Most of these organizations rely on donations--and when the money runs out, so does the funding. All of us may someday be in need of a good Samaritan to help us help our pets--so think about donating to one of these worthy causes now. A pet somewhere will benefit.

As a part of the American Animal Hospital Association the Helping Pets Fund assists owners of pets in need.

Get Your Fix is an organization that matches needy pet owners with good Samaritan "Funders" who agree to pay for spay/neuter of the pet.

Starfleet Canine Aid Foundation (SCAF) offers financial aid to dog owners unable to fund the veterinary cost associated with a recoverable injury or catastrophic illness.

Feline Veterinary Emergency Assistance offers help specifically to cats in need.

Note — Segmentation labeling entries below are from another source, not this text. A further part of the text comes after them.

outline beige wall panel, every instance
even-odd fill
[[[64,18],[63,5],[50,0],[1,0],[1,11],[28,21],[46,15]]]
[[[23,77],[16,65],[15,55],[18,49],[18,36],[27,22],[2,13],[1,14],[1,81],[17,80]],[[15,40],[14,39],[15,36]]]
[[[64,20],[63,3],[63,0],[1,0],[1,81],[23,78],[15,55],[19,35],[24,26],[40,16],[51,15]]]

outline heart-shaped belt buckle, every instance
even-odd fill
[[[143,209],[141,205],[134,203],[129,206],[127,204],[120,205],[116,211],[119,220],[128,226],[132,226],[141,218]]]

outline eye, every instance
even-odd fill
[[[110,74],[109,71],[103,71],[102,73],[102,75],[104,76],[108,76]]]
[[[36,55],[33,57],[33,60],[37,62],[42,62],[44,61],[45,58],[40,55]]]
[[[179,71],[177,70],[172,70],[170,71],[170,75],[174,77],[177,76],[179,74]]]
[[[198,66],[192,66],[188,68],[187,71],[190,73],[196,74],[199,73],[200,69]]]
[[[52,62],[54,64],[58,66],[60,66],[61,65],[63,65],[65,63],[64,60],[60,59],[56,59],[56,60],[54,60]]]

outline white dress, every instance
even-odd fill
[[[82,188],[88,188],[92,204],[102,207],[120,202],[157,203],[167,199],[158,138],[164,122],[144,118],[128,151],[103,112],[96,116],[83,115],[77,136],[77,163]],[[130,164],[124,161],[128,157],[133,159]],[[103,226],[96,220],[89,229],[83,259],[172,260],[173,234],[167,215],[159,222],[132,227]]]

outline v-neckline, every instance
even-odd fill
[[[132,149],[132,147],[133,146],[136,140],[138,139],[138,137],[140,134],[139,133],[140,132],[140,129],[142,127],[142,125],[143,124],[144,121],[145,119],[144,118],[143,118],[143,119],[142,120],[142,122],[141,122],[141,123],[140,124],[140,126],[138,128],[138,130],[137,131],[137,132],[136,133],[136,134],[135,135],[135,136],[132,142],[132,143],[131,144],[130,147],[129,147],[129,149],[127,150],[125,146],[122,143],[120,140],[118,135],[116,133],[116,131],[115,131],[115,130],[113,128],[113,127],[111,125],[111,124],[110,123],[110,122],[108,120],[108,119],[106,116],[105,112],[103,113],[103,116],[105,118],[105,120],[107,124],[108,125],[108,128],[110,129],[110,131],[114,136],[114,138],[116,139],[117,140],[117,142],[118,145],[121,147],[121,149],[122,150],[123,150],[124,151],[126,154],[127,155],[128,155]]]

RedRover offers RedRover Relief (formerly Lifeline Grants) for individual pets in need, rescue operations, and animal welfare organizations. The RedRover Relief program provides funding to Good Samaritans, animal rescuers and pet owners to help them care for animals in life-threatening situations.

The Pet Fund provides funds to help care for domestic animals in need. This resources also provides information on how to protect yourself and avoid future financial emergencies.

In Memory of Magic (IMOM) wants to ensure no companion animal must be euthanized solely because of financial hardship.

Angels4Animals is a non-profit organization and a program of Inner Voice Community Services. Its stated mission is to serve as the guardian angel of animals whose caretakers find themselves in difficult financial situations.

For those fortunate people who can afford the best care possible for their puppies--and maybe for someone else--why not talk with your local veterinarian or other community organization about establishing a special fund? All of us have times when we need a helping "paw."